Hypothesis testing¶

Hypothesis: University towns and non-university towns have same effect on their mean housing prices during recessions.

Data sources¶

List of university towns from wikipedia. This is a text file with 567 lines either containing state name or the name of city and the university in the city.

Housing data from Zillow containg information about house sale prices in each month from the year 1996 to 2016. A snapshot of the csv file is shown here.

Quarterly GDP data from US Department of Commerce, Bureau of Economic Analysis.
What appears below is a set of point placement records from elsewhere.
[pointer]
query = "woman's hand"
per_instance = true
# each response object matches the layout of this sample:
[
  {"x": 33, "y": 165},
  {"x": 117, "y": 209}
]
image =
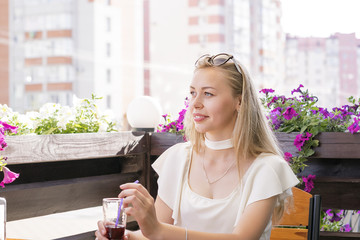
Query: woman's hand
[{"x": 139, "y": 204}]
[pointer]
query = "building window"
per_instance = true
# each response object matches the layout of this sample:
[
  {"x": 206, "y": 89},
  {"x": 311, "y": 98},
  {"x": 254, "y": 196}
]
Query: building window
[
  {"x": 108, "y": 50},
  {"x": 108, "y": 24},
  {"x": 108, "y": 101},
  {"x": 108, "y": 75}
]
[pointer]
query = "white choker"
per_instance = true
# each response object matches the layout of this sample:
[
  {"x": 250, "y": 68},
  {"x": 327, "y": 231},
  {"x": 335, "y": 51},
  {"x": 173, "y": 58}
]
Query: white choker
[{"x": 219, "y": 145}]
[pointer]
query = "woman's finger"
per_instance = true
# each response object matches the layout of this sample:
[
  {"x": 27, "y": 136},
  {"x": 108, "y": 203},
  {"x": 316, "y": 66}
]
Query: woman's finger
[
  {"x": 101, "y": 227},
  {"x": 136, "y": 186},
  {"x": 99, "y": 236}
]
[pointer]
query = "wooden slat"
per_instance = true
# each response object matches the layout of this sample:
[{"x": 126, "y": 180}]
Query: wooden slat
[
  {"x": 288, "y": 234},
  {"x": 339, "y": 235},
  {"x": 332, "y": 144},
  {"x": 60, "y": 147},
  {"x": 338, "y": 193},
  {"x": 298, "y": 214}
]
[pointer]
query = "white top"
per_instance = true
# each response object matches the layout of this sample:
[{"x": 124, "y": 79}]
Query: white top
[{"x": 269, "y": 175}]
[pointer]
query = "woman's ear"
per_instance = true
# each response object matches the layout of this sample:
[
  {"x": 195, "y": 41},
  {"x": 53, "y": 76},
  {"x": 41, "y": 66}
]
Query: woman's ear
[{"x": 239, "y": 103}]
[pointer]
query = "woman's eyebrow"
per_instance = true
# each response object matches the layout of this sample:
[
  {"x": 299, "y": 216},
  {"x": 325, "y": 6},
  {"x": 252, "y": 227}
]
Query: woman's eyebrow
[{"x": 203, "y": 87}]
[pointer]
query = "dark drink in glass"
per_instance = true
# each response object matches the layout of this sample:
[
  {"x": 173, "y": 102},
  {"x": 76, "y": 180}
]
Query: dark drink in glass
[{"x": 115, "y": 233}]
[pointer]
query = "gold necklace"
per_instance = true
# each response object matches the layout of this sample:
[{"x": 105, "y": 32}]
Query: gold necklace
[{"x": 223, "y": 175}]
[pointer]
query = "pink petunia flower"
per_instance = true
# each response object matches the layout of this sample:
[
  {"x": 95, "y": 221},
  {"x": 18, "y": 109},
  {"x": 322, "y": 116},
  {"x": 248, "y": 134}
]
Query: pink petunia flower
[
  {"x": 345, "y": 228},
  {"x": 355, "y": 127},
  {"x": 300, "y": 140},
  {"x": 8, "y": 127},
  {"x": 266, "y": 90},
  {"x": 9, "y": 177},
  {"x": 288, "y": 156},
  {"x": 290, "y": 113},
  {"x": 309, "y": 184}
]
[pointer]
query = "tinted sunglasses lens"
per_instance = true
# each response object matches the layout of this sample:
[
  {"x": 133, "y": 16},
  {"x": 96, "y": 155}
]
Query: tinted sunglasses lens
[
  {"x": 201, "y": 59},
  {"x": 220, "y": 59}
]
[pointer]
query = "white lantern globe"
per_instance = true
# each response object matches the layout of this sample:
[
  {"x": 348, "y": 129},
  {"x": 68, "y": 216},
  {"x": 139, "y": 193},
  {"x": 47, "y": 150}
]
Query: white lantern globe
[{"x": 144, "y": 113}]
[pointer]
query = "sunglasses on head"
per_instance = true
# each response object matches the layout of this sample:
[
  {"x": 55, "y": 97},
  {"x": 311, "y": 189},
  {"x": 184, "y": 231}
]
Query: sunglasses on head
[{"x": 218, "y": 60}]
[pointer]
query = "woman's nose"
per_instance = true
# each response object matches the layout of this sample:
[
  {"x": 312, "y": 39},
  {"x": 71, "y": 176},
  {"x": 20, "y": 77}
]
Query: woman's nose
[{"x": 197, "y": 102}]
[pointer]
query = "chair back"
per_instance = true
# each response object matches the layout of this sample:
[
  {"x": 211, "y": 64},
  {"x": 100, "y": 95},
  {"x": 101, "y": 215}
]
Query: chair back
[{"x": 301, "y": 221}]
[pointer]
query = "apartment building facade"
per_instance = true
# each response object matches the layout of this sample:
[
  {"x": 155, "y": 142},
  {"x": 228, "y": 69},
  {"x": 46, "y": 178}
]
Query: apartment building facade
[
  {"x": 181, "y": 31},
  {"x": 59, "y": 49}
]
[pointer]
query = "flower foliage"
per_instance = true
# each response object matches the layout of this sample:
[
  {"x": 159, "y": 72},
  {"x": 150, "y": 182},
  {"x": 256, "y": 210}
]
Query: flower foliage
[
  {"x": 52, "y": 118},
  {"x": 333, "y": 220},
  {"x": 299, "y": 113},
  {"x": 9, "y": 176}
]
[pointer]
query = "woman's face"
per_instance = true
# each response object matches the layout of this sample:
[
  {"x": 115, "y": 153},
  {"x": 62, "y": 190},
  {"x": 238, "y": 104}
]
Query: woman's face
[{"x": 212, "y": 105}]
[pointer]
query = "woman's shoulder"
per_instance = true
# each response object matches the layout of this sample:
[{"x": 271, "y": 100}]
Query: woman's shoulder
[
  {"x": 177, "y": 148},
  {"x": 174, "y": 156},
  {"x": 271, "y": 161}
]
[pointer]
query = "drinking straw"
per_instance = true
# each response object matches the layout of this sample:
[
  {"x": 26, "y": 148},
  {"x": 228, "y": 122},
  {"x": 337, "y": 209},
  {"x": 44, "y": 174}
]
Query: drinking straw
[{"x": 120, "y": 206}]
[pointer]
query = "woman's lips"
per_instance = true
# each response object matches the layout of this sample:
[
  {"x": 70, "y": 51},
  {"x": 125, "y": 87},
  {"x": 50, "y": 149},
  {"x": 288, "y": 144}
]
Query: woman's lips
[{"x": 199, "y": 117}]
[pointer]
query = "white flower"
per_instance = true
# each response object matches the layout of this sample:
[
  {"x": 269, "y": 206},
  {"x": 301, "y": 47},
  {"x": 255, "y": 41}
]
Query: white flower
[
  {"x": 49, "y": 110},
  {"x": 65, "y": 116}
]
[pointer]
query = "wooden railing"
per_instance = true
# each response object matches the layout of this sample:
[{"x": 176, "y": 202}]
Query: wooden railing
[{"x": 76, "y": 171}]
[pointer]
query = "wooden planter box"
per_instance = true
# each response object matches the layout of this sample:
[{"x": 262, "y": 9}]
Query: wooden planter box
[
  {"x": 76, "y": 171},
  {"x": 67, "y": 172}
]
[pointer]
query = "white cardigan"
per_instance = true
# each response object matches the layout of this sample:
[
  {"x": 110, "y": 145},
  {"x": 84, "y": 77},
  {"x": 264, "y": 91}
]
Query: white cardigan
[{"x": 269, "y": 175}]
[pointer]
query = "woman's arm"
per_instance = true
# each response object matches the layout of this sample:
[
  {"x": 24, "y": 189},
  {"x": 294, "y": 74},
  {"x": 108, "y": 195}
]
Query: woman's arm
[{"x": 140, "y": 205}]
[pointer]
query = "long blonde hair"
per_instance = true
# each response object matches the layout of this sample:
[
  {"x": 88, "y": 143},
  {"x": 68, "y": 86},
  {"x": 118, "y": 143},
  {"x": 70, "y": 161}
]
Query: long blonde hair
[{"x": 252, "y": 134}]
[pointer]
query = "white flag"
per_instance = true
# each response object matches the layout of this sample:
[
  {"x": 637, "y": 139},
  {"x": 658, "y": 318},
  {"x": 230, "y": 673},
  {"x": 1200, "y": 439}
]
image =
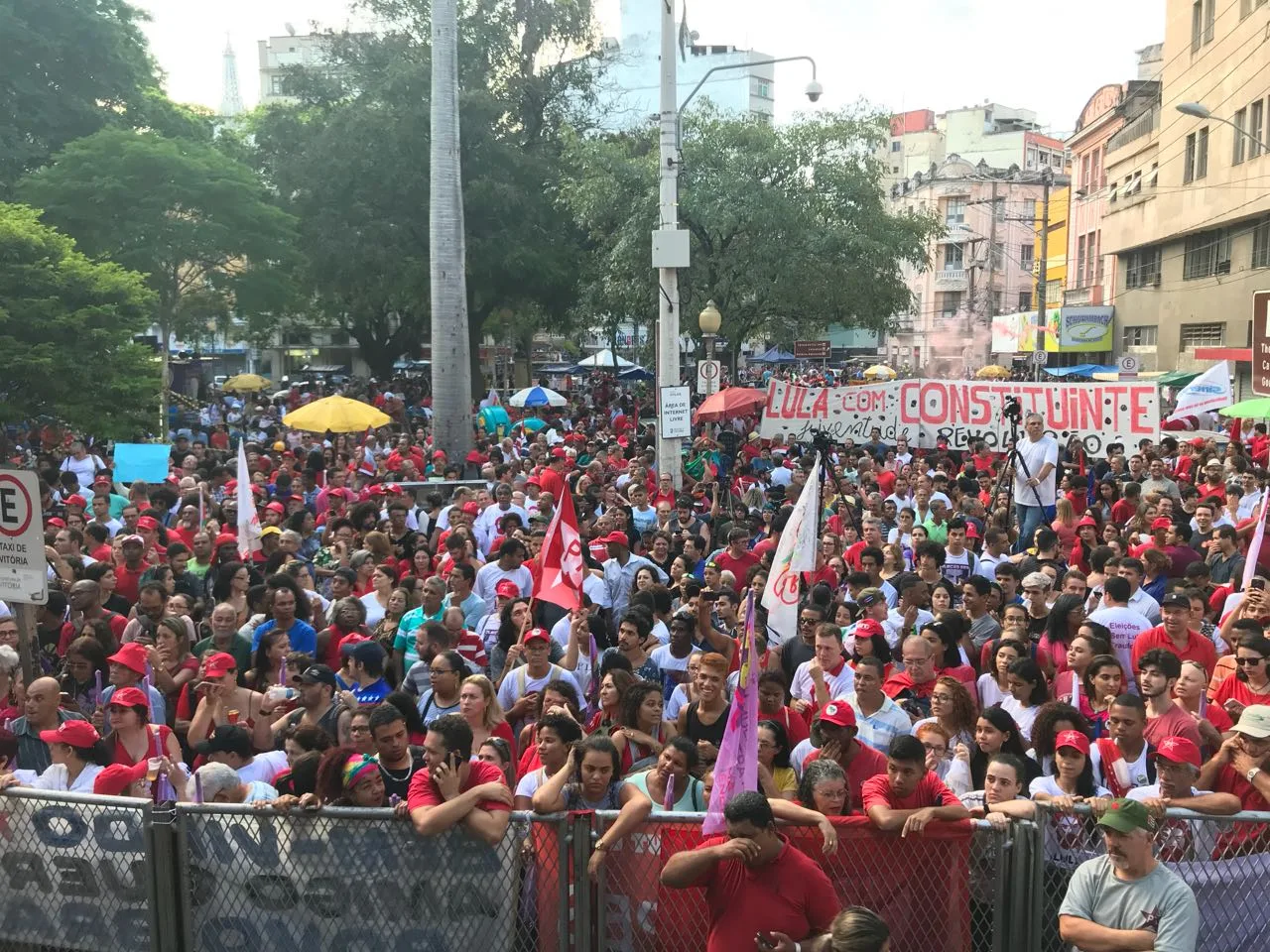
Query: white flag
[
  {"x": 249, "y": 521},
  {"x": 794, "y": 553},
  {"x": 1207, "y": 391}
]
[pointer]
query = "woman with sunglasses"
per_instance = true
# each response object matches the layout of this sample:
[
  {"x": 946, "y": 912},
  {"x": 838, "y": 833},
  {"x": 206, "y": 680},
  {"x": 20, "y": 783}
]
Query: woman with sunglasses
[{"x": 1251, "y": 680}]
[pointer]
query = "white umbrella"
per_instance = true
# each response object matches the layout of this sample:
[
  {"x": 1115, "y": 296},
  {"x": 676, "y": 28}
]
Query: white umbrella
[
  {"x": 604, "y": 361},
  {"x": 536, "y": 397}
]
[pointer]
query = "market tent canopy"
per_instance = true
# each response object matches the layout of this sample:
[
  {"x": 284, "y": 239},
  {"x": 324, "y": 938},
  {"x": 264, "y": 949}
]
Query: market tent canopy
[
  {"x": 336, "y": 414},
  {"x": 603, "y": 361},
  {"x": 775, "y": 356}
]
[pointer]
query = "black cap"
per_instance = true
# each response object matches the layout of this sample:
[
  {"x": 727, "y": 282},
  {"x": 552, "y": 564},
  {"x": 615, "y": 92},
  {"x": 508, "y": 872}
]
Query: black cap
[
  {"x": 318, "y": 674},
  {"x": 226, "y": 739}
]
A snapshot of the excel file is shown below.

In [1]:

import pandas as pd
import numpy as np
from scipy.stats import ttest_ind
import numpy as np
import matplotlib.pyplot as plt
from scipy.stats import norm

In [2]:

def get_list_of_university_towns():
    '''Returns a DataFrame of towns and the states they are in from the 
    university_towns.txt list.     
    
    Following steps were taken to extract the required information in the desired format:

    1. For "State", removing characters from "[" to the end.
    2. For "RegionName", when applicable, removing every character from " (" to the end.'''
    uni_towns=pd.DataFrame(columns=['State','RegionName'])
    with open('university_towns.txt', 'r') as f:

        #Read non-empty lines:
        data = (line.rstrip() for line in f)
        lines = list(line for line in data if line)

        #Get the index of states:
        r_idx = [lines.index(line) for line in lines if '[edit]' in line]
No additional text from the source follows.